While the Canadian guide already died of his injuries on Wednesday, and three Frenchmen were briefly hospitalized for frostbite and a nervous shock, Quebec authorities announced that "six snowmobiles were found" at the bottom of the water, at total, confirming the most pessimistic hypothesis, according to which the five tourists sank in icy waters with their machines.

# Current Event | 4 snowmobiles were found in the area where 2 others were found yesterday, bringing the total to 6 snowmobiles found. 1 other would still be missing.
The 5 French snowmobilers are still missing. Research continues.

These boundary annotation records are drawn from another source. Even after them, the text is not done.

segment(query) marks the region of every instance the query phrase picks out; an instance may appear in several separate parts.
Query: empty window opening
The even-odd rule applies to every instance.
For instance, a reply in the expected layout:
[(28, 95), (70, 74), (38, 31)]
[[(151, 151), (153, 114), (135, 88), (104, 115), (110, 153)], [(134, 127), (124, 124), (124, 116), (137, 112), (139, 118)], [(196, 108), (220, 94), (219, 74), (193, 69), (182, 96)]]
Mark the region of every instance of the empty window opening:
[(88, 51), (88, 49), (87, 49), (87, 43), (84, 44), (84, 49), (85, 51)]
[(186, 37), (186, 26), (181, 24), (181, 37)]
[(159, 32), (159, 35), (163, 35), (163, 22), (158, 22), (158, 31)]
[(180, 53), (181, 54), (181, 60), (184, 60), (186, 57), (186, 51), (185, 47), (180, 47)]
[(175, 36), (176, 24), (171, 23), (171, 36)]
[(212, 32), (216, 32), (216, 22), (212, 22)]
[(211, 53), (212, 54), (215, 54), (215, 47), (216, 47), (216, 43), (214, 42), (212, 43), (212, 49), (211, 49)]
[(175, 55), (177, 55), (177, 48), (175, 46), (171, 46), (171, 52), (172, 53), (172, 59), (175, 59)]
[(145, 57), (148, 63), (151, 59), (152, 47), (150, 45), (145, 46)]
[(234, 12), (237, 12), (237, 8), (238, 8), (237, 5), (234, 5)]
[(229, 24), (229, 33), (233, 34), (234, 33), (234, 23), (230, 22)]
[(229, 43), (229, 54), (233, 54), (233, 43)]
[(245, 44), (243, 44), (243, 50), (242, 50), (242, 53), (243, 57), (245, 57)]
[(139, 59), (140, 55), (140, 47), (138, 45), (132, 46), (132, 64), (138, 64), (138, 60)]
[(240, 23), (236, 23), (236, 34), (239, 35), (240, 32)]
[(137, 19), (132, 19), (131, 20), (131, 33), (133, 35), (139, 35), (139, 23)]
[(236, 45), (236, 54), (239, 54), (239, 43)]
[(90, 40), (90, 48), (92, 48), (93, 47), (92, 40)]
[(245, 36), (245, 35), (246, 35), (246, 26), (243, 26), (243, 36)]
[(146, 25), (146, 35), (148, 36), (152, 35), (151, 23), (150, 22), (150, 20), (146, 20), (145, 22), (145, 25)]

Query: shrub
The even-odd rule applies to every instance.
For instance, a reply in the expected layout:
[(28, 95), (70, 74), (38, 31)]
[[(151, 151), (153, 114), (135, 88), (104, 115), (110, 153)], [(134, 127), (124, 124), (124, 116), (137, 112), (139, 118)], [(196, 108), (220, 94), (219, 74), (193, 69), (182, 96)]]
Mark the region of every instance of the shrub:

- Sûreté du Québec (@sureteduquebec) January 23, 2020

All day yesterday, around thirty police officers, including a dozen divers equipped with a small submarine thruster and sonar, scoured the area located east of Lac Saint-Jean, near the town of Saint-Henri-de-Taillon, about 225 km north of Quebec City. Two helicopters and drones were in support.

Father of missing French international biathlete

Yesterday, the Sûreté du Québec published the identities of the disappeared, originating, like the three French survivors, from eastern France. One of them, Gilles Claude, 58, is none other than the father of three French international biathletes.

In the middle of the Biathlon World Championship in Slovenia, Fabien Claude, one of the three sons, won the bronze medal on a stage, and dedicated it to his father: "This podium is for him, I'm sure that 'He is proud of us and I am proud of what I have done today. The goal was not necessarily the result, it was to pay a tribute and do the best possible, "he declared on the microphone of the television channel L'Équipe.

Twenty deaths a year

The French group involved in the snowmobile accident was not a beginner. "These are people we see regularly, once a year for several years," Michel Cellerose, founder of the rental agency Haute-Matawinie, who rented the equipment on Monday, told Radio-Canada public broadcaster. motorcycles to the French group. “We talked together, they are passionate. They are not tourists who knew nothing about snowmobiling, ”he added.

Each year, this practice kills more than twenty people on average in this province alone. For its part, the province of Quebec, which wanted to learn from this unprecedented drama, announced Thursday that it would impose training on guides and tourists who rent these machines.